Especially in high season there is plenty of nightlife in Santa Teresa, however it is most popular for its surfing potential. Santa Teresa stretches over 5 kilometres along the beach, framed by Mal País and Playa Hermosa. Having about 15 kilometres of shoreline with different breaks, a constant swell and moderate water temperatures year round brings professionals and beginners alike.
However, Santa Teresa offers way more than just surf. Not without reason did it win #1 Beach and Sun Destinations AND Relaxation & Spa in Tripadviser 2010. Here you can discover some of Costa Rica’s most coveted beaches aligned by a broad strip of forest offering shade and hiding every sight of construction. Some beaches have beautiful rock formations and tide pools to snorkel and others are soft sand beaches to swim and play in the waves.
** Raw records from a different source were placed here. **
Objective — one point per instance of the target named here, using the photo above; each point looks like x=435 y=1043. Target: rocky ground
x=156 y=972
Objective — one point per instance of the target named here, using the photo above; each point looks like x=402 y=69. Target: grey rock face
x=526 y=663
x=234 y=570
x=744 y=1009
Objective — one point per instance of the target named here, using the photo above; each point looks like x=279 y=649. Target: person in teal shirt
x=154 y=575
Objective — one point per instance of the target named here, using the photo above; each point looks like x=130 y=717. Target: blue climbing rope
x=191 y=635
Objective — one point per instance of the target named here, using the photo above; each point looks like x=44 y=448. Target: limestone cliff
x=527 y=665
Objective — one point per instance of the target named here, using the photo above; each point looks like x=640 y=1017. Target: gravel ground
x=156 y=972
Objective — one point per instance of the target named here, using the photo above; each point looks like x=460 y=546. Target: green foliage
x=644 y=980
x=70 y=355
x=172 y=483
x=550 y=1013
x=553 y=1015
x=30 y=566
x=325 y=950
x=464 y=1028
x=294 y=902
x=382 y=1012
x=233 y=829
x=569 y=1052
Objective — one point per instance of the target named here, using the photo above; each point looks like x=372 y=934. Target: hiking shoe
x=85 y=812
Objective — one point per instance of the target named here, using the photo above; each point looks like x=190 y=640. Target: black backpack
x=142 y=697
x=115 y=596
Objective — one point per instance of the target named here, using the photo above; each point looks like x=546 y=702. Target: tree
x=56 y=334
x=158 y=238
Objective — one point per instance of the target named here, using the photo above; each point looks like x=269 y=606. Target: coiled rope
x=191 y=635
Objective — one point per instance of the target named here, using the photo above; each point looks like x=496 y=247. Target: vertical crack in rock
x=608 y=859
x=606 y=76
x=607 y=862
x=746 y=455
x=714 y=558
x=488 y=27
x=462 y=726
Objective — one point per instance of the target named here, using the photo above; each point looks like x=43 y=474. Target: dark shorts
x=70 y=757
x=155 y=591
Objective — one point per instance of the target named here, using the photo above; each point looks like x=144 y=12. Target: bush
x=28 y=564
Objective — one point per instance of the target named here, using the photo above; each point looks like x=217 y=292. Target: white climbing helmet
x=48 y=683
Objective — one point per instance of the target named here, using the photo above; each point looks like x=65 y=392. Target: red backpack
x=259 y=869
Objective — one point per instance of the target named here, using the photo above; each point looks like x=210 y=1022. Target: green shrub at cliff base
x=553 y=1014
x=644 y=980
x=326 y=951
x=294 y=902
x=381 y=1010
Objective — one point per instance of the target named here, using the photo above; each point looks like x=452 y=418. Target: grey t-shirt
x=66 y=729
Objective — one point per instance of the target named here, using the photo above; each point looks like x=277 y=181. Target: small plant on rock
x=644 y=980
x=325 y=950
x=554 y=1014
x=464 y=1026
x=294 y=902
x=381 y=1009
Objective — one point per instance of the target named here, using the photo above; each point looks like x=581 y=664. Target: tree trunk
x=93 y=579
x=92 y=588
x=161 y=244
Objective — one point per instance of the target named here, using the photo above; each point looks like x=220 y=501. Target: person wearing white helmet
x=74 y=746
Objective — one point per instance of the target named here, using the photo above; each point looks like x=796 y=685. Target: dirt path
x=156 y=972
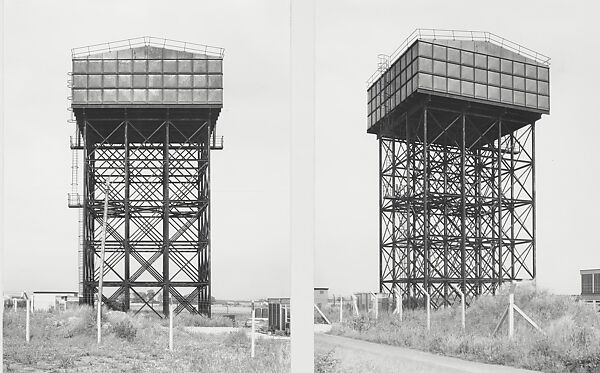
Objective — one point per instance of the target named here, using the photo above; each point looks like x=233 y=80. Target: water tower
x=146 y=111
x=454 y=113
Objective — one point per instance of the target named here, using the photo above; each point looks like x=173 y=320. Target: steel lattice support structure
x=158 y=227
x=457 y=199
x=146 y=111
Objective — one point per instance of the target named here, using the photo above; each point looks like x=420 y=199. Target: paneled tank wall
x=473 y=70
x=147 y=76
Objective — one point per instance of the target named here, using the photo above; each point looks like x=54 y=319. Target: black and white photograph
x=456 y=172
x=146 y=160
x=293 y=186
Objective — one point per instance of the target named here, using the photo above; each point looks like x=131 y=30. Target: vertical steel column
x=445 y=220
x=500 y=241
x=512 y=206
x=85 y=297
x=126 y=207
x=166 y=243
x=409 y=195
x=208 y=245
x=381 y=213
x=425 y=205
x=478 y=218
x=533 y=195
x=394 y=212
x=463 y=207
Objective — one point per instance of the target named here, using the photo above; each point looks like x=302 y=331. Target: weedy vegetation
x=66 y=342
x=570 y=342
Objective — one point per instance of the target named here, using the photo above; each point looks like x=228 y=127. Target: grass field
x=66 y=342
x=571 y=342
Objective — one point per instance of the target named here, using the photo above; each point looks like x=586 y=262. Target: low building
x=590 y=285
x=321 y=296
x=49 y=300
x=279 y=315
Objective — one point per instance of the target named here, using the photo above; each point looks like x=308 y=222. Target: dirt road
x=361 y=356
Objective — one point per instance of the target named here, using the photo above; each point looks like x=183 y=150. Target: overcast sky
x=250 y=177
x=350 y=34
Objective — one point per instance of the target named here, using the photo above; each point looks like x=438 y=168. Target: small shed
x=279 y=315
x=321 y=297
x=48 y=300
x=590 y=285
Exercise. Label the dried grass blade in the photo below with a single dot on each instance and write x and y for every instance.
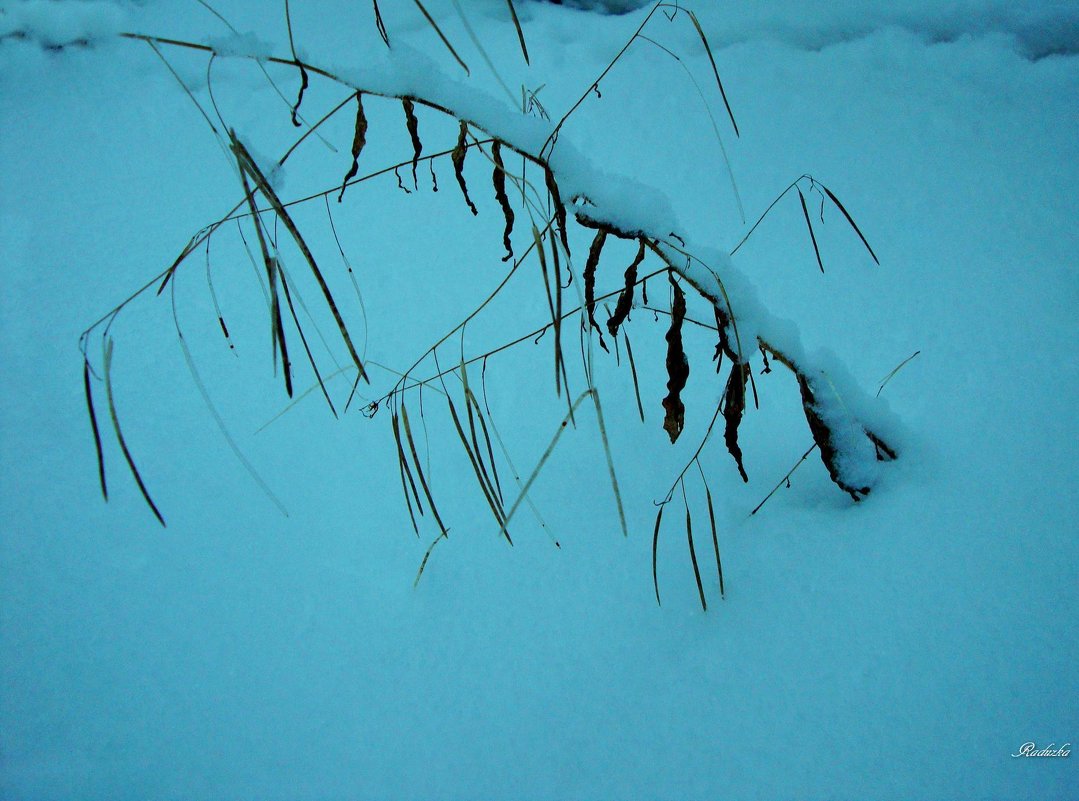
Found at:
(431, 21)
(419, 470)
(556, 199)
(413, 131)
(296, 58)
(282, 213)
(610, 460)
(632, 370)
(93, 425)
(813, 236)
(715, 71)
(406, 473)
(487, 439)
(734, 407)
(520, 34)
(120, 434)
(500, 192)
(678, 366)
(851, 221)
(655, 553)
(458, 157)
(306, 348)
(545, 457)
(358, 140)
(379, 24)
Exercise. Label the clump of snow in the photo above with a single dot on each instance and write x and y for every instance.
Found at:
(58, 25)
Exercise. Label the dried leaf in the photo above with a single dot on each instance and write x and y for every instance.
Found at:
(678, 366)
(734, 407)
(500, 192)
(589, 275)
(413, 132)
(655, 552)
(458, 157)
(626, 296)
(556, 199)
(379, 24)
(358, 139)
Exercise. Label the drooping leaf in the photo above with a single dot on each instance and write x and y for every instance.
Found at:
(500, 192)
(458, 157)
(626, 296)
(358, 139)
(734, 407)
(678, 366)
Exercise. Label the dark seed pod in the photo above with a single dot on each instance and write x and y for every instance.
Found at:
(678, 366)
(626, 296)
(734, 407)
(358, 139)
(413, 131)
(500, 192)
(589, 275)
(458, 157)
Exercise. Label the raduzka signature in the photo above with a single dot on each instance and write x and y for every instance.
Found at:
(1029, 749)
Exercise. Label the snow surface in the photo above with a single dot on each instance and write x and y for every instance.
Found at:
(902, 648)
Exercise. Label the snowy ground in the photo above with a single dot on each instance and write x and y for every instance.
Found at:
(903, 648)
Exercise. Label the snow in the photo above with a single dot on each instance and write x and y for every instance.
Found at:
(900, 648)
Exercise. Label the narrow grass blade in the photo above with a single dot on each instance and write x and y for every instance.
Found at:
(632, 370)
(413, 131)
(282, 213)
(610, 460)
(901, 365)
(303, 72)
(851, 221)
(813, 236)
(441, 36)
(403, 469)
(120, 435)
(492, 502)
(715, 71)
(303, 340)
(655, 552)
(426, 556)
(545, 457)
(520, 34)
(419, 470)
(379, 24)
(93, 425)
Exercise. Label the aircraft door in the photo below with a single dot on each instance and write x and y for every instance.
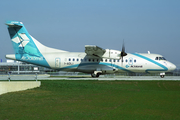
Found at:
(57, 62)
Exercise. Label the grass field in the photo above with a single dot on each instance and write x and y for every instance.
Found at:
(133, 100)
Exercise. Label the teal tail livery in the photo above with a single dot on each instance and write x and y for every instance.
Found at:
(27, 49)
(95, 60)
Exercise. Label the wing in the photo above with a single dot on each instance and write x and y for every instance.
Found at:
(94, 50)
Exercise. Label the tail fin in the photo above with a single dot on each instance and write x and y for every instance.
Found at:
(24, 45)
(21, 40)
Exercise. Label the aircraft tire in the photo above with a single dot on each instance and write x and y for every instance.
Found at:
(162, 76)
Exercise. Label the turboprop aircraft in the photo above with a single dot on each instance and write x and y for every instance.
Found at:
(95, 60)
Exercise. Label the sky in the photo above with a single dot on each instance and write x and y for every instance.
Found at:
(144, 25)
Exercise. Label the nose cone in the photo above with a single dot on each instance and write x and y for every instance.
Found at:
(171, 67)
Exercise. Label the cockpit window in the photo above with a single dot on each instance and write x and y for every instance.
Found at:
(160, 58)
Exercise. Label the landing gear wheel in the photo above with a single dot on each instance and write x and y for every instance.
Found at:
(162, 76)
(95, 75)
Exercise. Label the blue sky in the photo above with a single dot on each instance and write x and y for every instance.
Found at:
(145, 25)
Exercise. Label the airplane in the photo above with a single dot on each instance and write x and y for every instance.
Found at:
(95, 60)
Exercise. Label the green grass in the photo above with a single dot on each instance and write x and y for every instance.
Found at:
(104, 100)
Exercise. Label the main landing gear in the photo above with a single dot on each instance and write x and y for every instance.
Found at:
(94, 75)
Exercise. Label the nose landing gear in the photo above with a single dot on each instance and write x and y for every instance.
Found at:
(162, 75)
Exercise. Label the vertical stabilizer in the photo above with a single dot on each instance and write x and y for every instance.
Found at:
(23, 44)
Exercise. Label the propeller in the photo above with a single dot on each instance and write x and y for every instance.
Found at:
(123, 53)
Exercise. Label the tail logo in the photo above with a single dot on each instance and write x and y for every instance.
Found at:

Enjoy a class of Yoga or Pilates in one of the many shalas, go horseback riding, fishing or canopying on the fringe of Cabo Blanco Nature Reserve, or you may look for the ultimate relaxation in one of the beautiful spas and get a massage.
And the perfect day ends up with a usually magnificent sunset over the Pacific Ocean.
Just south of Santa Teresa lies Mal País, a tranquil little village that despite the development boom in Santa Teresa kept its relaxed atmosphere and closeness to nature. Although Mal País does border directly on the Nature Reserve, there is no entrance from this side and therefore no floods of tourist coming through. As a result it is still largely devoid of shops and touristic services, only hotels are loosely spread in the area, still retaining large patches of unspoiled nature and the local village feel.
Even though Mal País is known as one of Costa Rica’s top surf beaches, it is actually the neighbouring beaches of Santa Teresa, Playa Carmen and Playa Hermosa that build the more popular surf spots.
For the scenic coastline with the waves bashing over volcanic rock formations, the old growth forest leaking onto the shores of sandy bays and flocks of pelicans sailing over the waters “Forbes” chose Mal País as one the world’s top ten beaches.
At the southern end of Mal País, just short of the Cabo Blanco nature Reserve, lies the small fishermen port. Here you can buy the freshest fish and go on boat tours to snorkel, scuba dive or fish, watch dolphins, manta rays and even whales.